Monday, October 13, 2008

Principles at VIBE?


Found this interview with again Editor-in-Chief, Danyel Smith!

The subheading:

Vibe's new editor on managing morale after a popular editor is ousted

Thought that would be interesting.

My favorite part

"How would you describe your sensibility as an editor?

I'm tough. I have really high expectations. I love Vibe. I breathe it. I had some great teachers like Joe Levy and Robert Christgau along the way — they were very principled, tough, editor — just because [the subject matter] is music and culture doesn't mean it's any less important to be that way."

So you're saying it's important to be principled with your magazine and uphold morale?!

So how about looking at the statistics of what your leading magazine is contributing to the body image of people everywhere!

Thanks Smith

**********VIBE vs. Robin Thicke


In a blog posted in September there was some interesting news about VIBE and their lack of a choice for their magazine cover.
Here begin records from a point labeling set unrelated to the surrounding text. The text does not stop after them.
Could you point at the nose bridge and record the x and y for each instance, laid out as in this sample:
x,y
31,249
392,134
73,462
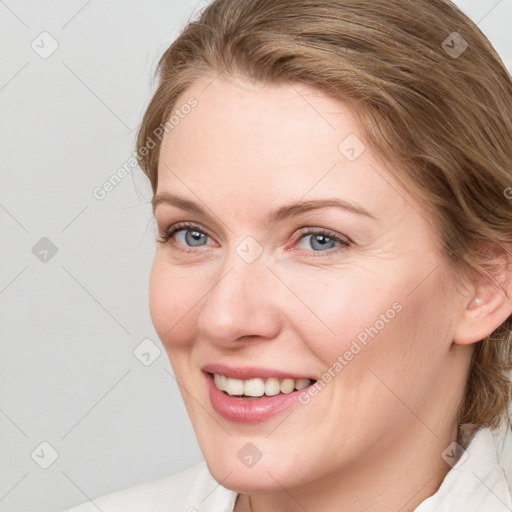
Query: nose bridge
x,y
239,302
Robin Thicke was denied the honor to be put on their cover for reasons based on his ethnicity?

Woah there Smith!


Thicke commented:
“When I did a recent interview with Vibe magazine I asked, “Why can’t I get the cover? This is a magazine I love. If there’s one magazine that I’d want to be on the cover of, it’s Vibe.” Their response was they don’t have white artists on the cover; that the only white artist they’ve had on the cover was Eminem. I guess if that’s what it is, it is what it is. And I respect that because I live in a house with a black woman.”

They want to stay true to their African American based audience, but Eminem and Mariah Carey have both been on their covers. Thicke was also

Danyel Smith responded:
“We have a great deal of respect for Robin Thicke and his music, and we remain flattered by his desire to be on a VIBE cover. A VIBE cover is a huge milestone in any artist’s career—recent cover stars include Young Jeezy, Mariah Carey, 50 Cent, Usher, Senator Barack Obama, Eminem, Lil Wayne, and Robert De Niro, to say nothing of our 15-year history. We wish Thicke the best, and we’re glad he discusses his thoughts on race and R&B in the new October 2008 issue of VIBE.”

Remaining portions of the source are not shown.